Haitian Revolutionary Studies | National Humanities Center

Work of the Fellows: Monographs

Haitian Revolutionary Studies

By David Patrick Geggus (NHC Fellow, 1989–90)

Colonialism; Enslaved Persons; Haitian Revolution; Rebellions; Slaveholders; Slavery; Latin America

Bloomington: Indiana University Press, 2002

From the publisher’s description:

The Haitian Revolution of 1789–1803 transformed the Caribbean's wealthiest colony into the first independent state in Latin America, encompassed the largest slave uprising in the Americas, and inflicted a humiliating defeat on three colonial powers.
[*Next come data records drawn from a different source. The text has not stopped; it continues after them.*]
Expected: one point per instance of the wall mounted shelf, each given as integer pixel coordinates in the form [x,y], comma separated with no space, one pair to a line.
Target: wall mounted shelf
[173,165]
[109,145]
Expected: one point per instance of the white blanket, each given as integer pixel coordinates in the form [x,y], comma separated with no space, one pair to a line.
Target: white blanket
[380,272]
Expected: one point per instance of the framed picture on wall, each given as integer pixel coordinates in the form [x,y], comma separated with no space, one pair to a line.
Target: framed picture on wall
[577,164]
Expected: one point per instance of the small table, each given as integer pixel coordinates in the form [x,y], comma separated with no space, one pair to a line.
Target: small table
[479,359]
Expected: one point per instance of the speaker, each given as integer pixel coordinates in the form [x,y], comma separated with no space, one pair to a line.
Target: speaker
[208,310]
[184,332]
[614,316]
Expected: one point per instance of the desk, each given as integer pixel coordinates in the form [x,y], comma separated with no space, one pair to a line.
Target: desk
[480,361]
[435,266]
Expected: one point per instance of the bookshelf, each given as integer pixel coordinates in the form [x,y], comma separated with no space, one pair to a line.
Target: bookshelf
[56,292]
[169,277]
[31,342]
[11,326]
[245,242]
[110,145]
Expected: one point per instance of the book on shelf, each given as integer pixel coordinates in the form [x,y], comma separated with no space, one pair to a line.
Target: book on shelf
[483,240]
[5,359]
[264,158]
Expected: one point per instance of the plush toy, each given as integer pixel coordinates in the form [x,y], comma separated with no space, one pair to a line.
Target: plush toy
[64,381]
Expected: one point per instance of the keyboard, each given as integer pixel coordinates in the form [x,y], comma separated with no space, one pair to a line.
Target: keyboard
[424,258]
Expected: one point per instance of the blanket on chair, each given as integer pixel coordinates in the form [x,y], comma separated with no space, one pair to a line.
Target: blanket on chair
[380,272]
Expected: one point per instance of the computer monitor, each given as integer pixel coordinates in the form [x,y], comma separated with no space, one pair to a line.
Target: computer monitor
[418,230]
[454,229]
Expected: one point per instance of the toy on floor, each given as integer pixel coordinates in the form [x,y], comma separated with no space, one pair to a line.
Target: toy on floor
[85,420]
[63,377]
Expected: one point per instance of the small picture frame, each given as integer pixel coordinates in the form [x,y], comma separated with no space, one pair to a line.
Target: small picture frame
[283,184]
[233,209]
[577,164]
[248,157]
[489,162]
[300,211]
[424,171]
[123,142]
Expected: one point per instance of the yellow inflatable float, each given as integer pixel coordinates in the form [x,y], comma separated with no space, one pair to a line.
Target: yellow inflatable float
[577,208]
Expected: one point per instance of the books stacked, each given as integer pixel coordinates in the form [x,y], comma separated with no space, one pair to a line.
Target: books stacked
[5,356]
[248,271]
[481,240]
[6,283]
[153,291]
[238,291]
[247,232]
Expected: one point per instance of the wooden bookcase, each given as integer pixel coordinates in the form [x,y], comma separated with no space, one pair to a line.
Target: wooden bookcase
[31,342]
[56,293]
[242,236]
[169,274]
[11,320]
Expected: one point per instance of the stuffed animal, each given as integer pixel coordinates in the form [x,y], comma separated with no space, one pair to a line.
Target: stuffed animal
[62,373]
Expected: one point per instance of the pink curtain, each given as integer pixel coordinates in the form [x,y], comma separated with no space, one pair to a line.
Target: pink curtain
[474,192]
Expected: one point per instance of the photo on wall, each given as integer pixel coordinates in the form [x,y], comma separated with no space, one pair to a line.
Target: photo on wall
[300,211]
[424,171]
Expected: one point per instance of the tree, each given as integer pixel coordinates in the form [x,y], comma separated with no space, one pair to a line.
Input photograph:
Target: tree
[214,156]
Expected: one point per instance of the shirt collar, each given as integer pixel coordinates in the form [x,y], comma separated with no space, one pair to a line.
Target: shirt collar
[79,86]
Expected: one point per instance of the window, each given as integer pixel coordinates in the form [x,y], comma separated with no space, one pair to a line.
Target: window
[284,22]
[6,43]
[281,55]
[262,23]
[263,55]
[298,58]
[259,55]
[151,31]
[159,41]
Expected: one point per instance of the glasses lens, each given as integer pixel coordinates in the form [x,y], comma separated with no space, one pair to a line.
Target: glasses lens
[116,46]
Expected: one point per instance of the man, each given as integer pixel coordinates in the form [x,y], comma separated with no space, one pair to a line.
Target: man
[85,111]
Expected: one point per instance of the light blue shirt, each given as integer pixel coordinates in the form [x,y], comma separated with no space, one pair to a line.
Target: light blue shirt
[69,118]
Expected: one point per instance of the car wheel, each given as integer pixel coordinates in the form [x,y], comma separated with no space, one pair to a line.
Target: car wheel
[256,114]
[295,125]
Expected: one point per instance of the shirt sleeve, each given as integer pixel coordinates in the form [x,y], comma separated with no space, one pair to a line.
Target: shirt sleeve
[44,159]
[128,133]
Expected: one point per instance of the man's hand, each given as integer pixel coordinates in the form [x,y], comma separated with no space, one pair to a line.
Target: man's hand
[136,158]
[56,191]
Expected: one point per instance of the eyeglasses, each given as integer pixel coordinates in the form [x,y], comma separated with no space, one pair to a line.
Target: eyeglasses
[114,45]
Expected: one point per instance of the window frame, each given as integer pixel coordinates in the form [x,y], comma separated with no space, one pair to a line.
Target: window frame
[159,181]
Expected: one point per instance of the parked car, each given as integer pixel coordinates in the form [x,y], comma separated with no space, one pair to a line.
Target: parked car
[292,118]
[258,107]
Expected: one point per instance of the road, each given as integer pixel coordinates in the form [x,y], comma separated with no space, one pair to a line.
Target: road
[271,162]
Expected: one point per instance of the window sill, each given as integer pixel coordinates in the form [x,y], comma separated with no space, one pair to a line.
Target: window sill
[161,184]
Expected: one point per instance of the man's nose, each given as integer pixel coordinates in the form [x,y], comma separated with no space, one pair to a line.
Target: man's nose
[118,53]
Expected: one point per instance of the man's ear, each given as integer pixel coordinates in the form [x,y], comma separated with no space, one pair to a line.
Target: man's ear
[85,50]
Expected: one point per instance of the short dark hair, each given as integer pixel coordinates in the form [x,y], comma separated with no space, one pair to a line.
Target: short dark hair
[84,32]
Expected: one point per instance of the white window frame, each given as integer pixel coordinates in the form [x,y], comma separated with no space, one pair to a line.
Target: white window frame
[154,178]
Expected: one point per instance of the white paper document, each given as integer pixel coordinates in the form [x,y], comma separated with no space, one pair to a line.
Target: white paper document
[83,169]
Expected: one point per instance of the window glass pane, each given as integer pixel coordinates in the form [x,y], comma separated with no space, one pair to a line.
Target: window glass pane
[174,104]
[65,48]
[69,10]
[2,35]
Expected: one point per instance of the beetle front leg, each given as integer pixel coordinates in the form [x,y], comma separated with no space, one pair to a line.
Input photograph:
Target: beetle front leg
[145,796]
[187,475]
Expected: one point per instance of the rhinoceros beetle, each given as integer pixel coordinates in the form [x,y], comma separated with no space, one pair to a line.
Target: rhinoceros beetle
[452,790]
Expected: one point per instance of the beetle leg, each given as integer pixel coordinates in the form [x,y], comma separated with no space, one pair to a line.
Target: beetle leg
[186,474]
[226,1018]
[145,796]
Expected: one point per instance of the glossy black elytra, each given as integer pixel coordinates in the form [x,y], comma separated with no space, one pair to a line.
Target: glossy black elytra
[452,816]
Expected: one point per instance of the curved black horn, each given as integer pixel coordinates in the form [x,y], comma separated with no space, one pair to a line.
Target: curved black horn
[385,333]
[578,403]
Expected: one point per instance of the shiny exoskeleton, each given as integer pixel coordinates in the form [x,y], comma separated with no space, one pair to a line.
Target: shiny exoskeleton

In Haitian Revolutionary Studies, David Patrick Geggus sheds new light on this tremendous upheaval by marshaling an unprecedented range of evidence drawn from archival research in six countries. Geggus's fine-grained essays explore central issues and little-studied aspects of the conflict, including new historiography and sources, the origins of the black rebellion, and relations between slaves and free people of color. The contributions of vodou and marronage to the slave uprising, Toussaint Louverture and the abolition question, the policies of the major powers toward the revolution, and its interaction with the early French Revolution are also addressed. Questions about ethnicity, identity, and historical knowledge inform this essential study of a complex revolution.

Subjects
History / Colonialism / Enslaved Persons / Haitian Revolution / Rebellions / Slaveholders / Slavery / Latin America /

Geggus, David Patrick (NHC Fellow, 1989–90). Haitian Revolutionary Studies. Blacks in the Diaspora. Bloomington: Indiana University Press, 2002.